AFM: Indie Films Sharpen Competitive Edge

"The Rover"

As the independent sector continues to navigate choppy waters, a number of savvy sales and finance outfits are leaning on film funds and credit facilities to give themselves a competitive edge.

Back in May, Glen Basner’s FilmNation Entertainment secured $50 million in additional capital from Bank of America Merrill Lynch and Union Bank for an equity-backed, part debt, revolving credit facility.

The same month, the Solution Group joined forces with Siren Studios to raise a $50 million revolving equity film fund to finance six to 10 movies a year.

“We had been trying to find ways to grow our business and we needed access to equity to do that,” says Basner, whose company’s longstanding relationship with a number of individuals at both banks, many of whom had overseen a raft of single picture deals with FilmNation, helped spur on the deal.

The first film to use capacity on the debt side is David Michod’s “The Rover,” toplining Guy Pearce and Robert Pattinson. The company is putting together the first three productions that will benefit from the equity.

The Solution Group’s Myles Nestel says its revolving equity fund has given an advantage when it comes to optioning and securing material. When we started the company we always had the goal to access capital. “A bunch of films we’re announcing for AFM will be ones we will be using our equity resources for.”

Already the company has greenlit Keira Knightley and Chloe Grace Moretz starrer “Laggies” through the fund using a mix of equity and debt.

The goal, says Nestel, is to leverage as much as possible for pics with debt and utilize the equity as efficiently as possible. “It’s really just looking at each individual film and seeing where the capital is best placed.”

U.K.-based film financier Prescience is expert in the fund biz. “The King’s Speech” backer offers everything from start to finish, including providing equity, gap, cash-flow tax-credits and presales via its sales banner Metro Intl., and even provides strategic short-term loans to facilitate pre-production.

The outfit, which recently backed pics such as “Last Days on Mars,” “Better Living Through Chemistry” and Nina Simone biopic “Nina,” will soon announce its first P&A deals in the U.K. and U.S.

Prescience CEO Tim Smith says, “There is a greater understanding of the business of film by investors and greater realism on the part of filmmakers about budgets. In addition, the studios have effectively left the playing field to concentrate on pricier and riskier tentpoles.”

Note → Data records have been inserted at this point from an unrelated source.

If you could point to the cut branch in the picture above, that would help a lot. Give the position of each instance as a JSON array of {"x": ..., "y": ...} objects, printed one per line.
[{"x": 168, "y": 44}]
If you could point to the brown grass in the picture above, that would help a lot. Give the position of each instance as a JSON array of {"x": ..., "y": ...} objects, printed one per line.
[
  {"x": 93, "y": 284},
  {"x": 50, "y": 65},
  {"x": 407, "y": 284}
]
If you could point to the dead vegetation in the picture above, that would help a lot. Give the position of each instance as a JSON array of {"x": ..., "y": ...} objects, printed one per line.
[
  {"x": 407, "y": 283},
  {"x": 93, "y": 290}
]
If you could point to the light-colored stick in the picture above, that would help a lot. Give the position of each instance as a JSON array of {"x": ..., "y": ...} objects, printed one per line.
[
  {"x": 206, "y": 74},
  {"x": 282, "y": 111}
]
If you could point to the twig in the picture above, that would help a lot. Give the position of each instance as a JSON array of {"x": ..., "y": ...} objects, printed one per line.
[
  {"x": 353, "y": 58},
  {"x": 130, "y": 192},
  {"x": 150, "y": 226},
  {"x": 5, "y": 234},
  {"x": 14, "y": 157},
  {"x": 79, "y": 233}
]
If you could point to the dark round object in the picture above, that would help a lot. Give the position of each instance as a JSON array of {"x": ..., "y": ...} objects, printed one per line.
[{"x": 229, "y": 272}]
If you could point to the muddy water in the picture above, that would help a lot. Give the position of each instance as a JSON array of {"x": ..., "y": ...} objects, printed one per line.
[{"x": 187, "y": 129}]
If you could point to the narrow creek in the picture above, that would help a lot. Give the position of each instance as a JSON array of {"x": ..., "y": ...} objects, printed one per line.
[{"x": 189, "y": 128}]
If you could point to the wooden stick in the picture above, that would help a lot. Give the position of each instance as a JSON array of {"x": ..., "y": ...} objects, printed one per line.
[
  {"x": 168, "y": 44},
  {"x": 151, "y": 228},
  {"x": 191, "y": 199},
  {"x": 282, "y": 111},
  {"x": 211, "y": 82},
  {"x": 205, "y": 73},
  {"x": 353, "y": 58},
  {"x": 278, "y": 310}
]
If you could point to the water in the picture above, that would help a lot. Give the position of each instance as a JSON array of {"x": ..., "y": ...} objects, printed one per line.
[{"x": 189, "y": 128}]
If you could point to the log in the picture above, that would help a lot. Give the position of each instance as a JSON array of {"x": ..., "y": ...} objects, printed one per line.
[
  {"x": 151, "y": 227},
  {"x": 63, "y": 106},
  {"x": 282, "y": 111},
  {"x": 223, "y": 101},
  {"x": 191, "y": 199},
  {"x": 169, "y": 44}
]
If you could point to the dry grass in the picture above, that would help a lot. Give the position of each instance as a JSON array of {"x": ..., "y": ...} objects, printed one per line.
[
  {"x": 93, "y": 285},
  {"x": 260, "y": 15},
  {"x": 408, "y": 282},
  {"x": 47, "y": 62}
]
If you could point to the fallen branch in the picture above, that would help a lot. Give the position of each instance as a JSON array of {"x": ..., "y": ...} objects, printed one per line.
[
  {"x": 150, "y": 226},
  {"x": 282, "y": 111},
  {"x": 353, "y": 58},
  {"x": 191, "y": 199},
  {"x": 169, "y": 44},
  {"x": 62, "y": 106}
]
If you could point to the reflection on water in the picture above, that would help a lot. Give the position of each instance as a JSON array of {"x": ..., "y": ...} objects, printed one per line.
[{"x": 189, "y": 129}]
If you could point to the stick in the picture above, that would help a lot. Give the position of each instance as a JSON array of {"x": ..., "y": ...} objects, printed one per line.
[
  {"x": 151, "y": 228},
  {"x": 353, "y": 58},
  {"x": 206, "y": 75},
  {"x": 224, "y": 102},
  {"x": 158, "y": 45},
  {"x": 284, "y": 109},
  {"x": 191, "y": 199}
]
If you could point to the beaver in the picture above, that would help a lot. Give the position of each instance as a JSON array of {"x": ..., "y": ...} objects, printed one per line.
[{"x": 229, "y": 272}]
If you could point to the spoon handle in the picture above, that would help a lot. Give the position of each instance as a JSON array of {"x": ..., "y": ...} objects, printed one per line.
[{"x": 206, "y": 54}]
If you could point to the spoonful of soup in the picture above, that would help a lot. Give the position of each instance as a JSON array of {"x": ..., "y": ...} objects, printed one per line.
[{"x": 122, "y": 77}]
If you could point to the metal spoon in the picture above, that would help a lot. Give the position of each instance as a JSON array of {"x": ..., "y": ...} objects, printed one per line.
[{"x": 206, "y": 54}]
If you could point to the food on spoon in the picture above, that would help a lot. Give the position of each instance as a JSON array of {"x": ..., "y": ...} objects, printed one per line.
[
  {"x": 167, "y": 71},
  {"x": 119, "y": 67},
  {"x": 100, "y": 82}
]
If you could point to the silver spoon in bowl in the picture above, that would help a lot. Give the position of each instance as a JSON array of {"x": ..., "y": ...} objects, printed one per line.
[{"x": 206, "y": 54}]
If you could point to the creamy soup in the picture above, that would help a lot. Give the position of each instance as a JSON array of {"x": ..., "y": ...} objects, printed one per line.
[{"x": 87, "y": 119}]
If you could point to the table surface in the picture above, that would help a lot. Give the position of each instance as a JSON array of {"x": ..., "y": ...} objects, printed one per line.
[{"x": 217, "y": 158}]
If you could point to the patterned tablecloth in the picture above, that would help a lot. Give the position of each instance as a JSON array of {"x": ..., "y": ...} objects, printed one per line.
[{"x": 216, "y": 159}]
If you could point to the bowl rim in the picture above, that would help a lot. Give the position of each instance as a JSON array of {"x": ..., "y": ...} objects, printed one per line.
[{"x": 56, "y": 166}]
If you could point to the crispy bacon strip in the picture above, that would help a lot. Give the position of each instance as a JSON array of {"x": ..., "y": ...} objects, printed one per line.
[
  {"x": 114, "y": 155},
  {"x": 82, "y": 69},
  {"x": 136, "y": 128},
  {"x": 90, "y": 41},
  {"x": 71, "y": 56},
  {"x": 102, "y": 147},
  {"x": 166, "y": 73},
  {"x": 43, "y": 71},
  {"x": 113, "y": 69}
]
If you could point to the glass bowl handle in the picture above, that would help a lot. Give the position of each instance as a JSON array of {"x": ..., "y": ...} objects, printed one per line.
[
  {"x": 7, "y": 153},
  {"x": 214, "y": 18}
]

Altitude Film Entertainment, which launched last year, considered raising a tax-based production and acquisition fund but instead has chosen to fund films on a project-by-project basis. The company, in addition to shareholder funding, has raised a working capital bank facility.

The company’s Andy Mayson says: “There are equity investors out there, but it’s imperative their needs and expectations are matched to the producers.”

(Pictured: “The Rover” is the first FilmNation pic to use its new capital.)